Sterling stayed above 1.3400 on Tuesday even as the US dollar regained some traction, leaving GBP/USD marginally lower by 0.03% and trading around 1.3425. Geopolitical risk eased after plans for a US-Iran Memorandum of Understanding to be signed on Friday in Burgentock, Switzerland, as cited by the Swiss Foreign Ministry. Oil prices moved lower on the truce narrative, while attention shifted to the Federal Reserve’s policy decision, with markets pricing no change in interest rates and focus on the Summary of Economic Projections and the dot plot for guidance.

US data pointed to softer private hiring, with the ADP Employment Change 4-week average showing 25.5K jobs added versus 29K previously. In the UK, upcoming inflation and labour prints lead into the Bank of England decision, where the Bank Rate is expected to remain at 3.75%, although money markets price 33 basis points of tightening. Technically, the Moving Average Triple at 1.3475 sat above spot, the downward resistance trend line was around 1.3553, and the 14-day RSI hovered just below 50, with resistance also indicated near 1.3428.

Central Bank Policy Outlook

We see the British Pound holding near 1.2750 as a critical week for central bank policy gets underway. The market is quiet ahead of impending interest rate decisions from both the U.S. Federal Reserve and the Bank of England. Traders are hesitant to take on large positions until there is more clarity from policymakers.

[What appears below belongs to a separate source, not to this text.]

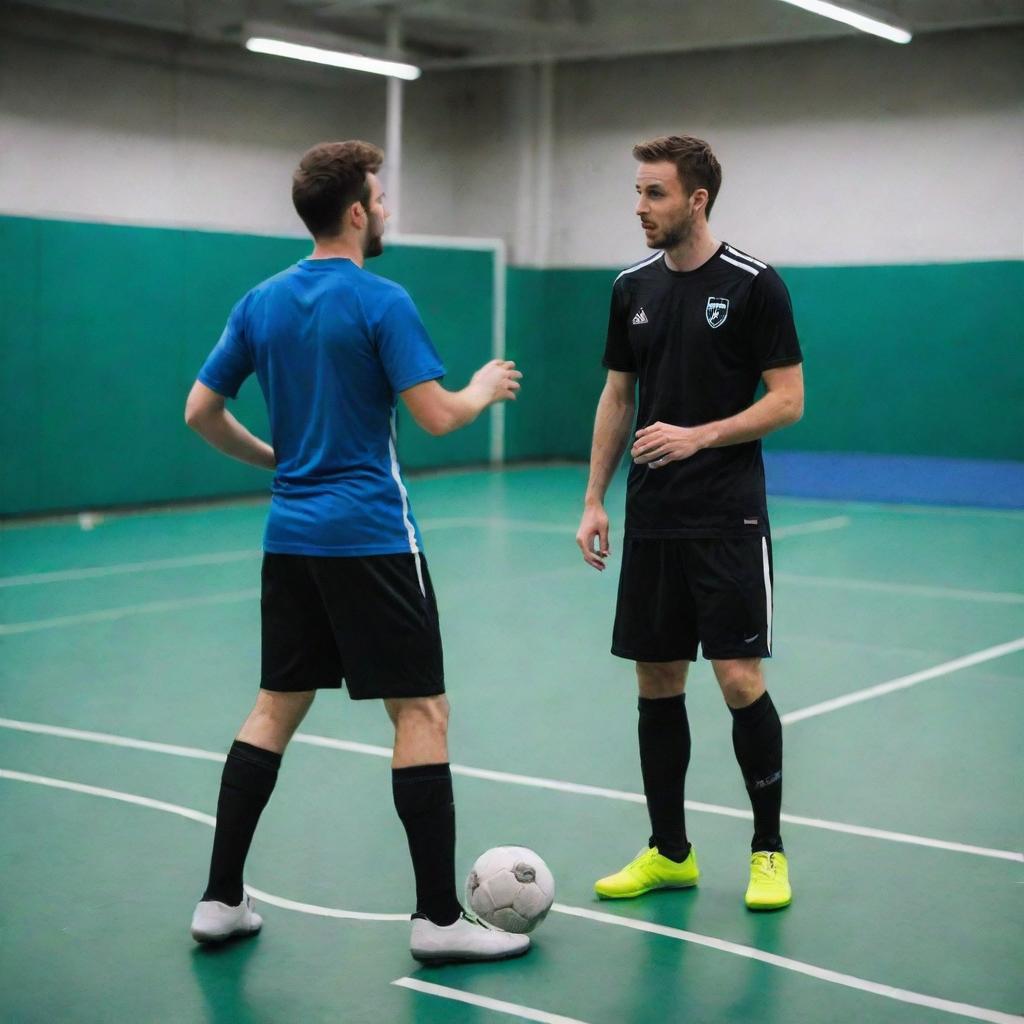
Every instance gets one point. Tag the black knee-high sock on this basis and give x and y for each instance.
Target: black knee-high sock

The Fed is widely expected to keep its benchmark rate steady, a view reinforced by May’s inflation data which showed the annual CPI rate cooling to 2.9%. While the recent addition of 175,000 jobs indicates a moderating but still healthy labor market, it is not weak enough to force the Fed’s hand. We will be analyzing the Fed’s economic projections for any hint that a future rate cut is becoming less likely.

Across the Atlantic, the Bank of England is grappling with stickier inflation, last reported at 3.2%, which remains stubbornly above that of its peers. This divergence suggests the BoE may maintain a more hawkish tone, potentially keeping UK rates higher for longer than the U.S. This policy difference is the primary factor providing a floor for the GBP/USD pair right now.

Volatility Positioning and Technical Levels

Given this backdrop, we are positioning for an increase in volatility rather than a strong directional trend. We are looking at options strategies like straddles to capitalize on potential price swings following the policy announcements. Implied volatility on one-week GBP/USD options has already climbed to 8.5%, reflecting market anticipation of a significant move.

From a technical standpoint, the pair faces immediate resistance at the 50-day moving average near 1.2810. A failure to break above this level could see prices drift back toward the recent support at 1.2680. We are therefore considering buying put options with strikes around 1.2700 as a hedge against any unexpectedly dovish commentary from the Bank of England.